Communicate with Your Spouse and Family About Retirement Plans
The biggest error couples make is not sharing what they expect from retirement. Many couples assume they have the same vision without ever talking about it. This leads to disappointment, friction, and conflicts, which can cause a breakup as you no longer are on the same page.
It is vital to discuss hopes and dreams and retirement plans with each other. Or perhaps your partner does not want to retire at the same time because he or she loves their job. Do you want to move closer to your grandchildren? But your spouse does not? Keep each other in the loop about your dreams and desires for retirement, so you can plan together.
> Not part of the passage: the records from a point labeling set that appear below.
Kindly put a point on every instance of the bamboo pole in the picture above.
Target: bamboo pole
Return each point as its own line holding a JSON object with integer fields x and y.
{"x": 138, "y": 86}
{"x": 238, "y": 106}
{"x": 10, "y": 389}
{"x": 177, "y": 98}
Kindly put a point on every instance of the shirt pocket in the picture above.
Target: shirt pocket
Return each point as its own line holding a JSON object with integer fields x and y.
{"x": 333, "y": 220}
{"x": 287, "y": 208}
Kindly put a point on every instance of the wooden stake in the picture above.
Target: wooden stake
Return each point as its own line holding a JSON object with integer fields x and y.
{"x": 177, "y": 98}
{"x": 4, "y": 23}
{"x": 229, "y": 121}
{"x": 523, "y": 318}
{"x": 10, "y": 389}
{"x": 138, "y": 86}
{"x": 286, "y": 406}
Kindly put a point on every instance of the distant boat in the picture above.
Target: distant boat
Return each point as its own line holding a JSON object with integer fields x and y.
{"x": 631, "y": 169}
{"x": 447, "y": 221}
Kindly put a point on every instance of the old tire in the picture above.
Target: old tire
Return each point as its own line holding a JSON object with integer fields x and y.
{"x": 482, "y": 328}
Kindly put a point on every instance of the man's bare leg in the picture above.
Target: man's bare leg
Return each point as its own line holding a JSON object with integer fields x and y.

Try Out Retirement Ahead of Time
Try to ease into retirement slowly by a reduction in working hours or take a leave of absence months or years before you actually retire to try it out. Some conclude that retirement is not what they expected it to be. Trying it out beforehand can give you a realistic view of what it will be like. It enables you to tackle problems ahead of time to make you more prepared for what is coming to make the transition successful.
Be Aware of the Retirement Transition Process
Retirement is a mental process. Be mindful of the process and the stages of retirement to make you more emotionally prepared. Going from 40+ hours a week to having all the time and freedom in the world is a transition that you don’t adjust to overnight. How long the adjustment takes is different for everyone.
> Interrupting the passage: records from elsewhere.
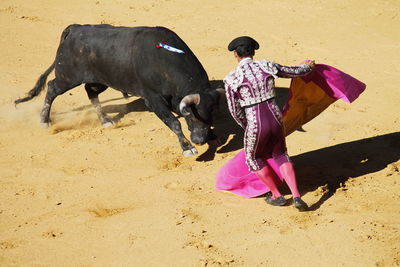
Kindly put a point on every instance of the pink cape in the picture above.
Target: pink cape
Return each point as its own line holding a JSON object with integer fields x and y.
{"x": 308, "y": 97}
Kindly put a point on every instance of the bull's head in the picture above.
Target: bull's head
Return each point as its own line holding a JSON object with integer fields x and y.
{"x": 197, "y": 110}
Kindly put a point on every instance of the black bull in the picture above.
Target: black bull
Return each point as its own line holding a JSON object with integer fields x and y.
{"x": 130, "y": 60}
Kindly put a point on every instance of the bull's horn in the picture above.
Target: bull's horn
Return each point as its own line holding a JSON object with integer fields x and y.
{"x": 188, "y": 100}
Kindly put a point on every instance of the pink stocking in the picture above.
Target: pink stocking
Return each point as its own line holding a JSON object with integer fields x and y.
{"x": 288, "y": 174}
{"x": 266, "y": 175}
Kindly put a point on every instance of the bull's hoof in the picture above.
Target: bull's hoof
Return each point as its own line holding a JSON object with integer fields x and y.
{"x": 45, "y": 125}
{"x": 108, "y": 124}
{"x": 190, "y": 152}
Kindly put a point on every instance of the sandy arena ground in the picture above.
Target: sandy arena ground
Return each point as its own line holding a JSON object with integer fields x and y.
{"x": 80, "y": 195}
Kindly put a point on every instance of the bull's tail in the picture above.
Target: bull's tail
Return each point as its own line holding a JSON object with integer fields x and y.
{"x": 39, "y": 86}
Discovering Your New Identity
What you do is more important or gives you more status than who you are as a person — at least in western society. Working in the same field for 30+ years gives you an identity. Your job has undoubtedly become a big part of who you are, and you may feel a sense of loss when you retire.
Discover Your New Purpose in Life
Having a job gives you a purpose and direction in life. You need a paycheck to pay the bills and save money for retirement. Achieving goals and success at work provides fulfillment in life. Doing a job well gives you satisfaction and a feeling of accomplishment. When you retire, this goes away, and you need to discover a new purpose in life to make it meaningful.
Continuing to find fulfillment and satisfaction in retirement is essential to living a happy retired life. That is why it is necessary to think about your new purpose in life prior to retirement and have a plan to make the transition easier.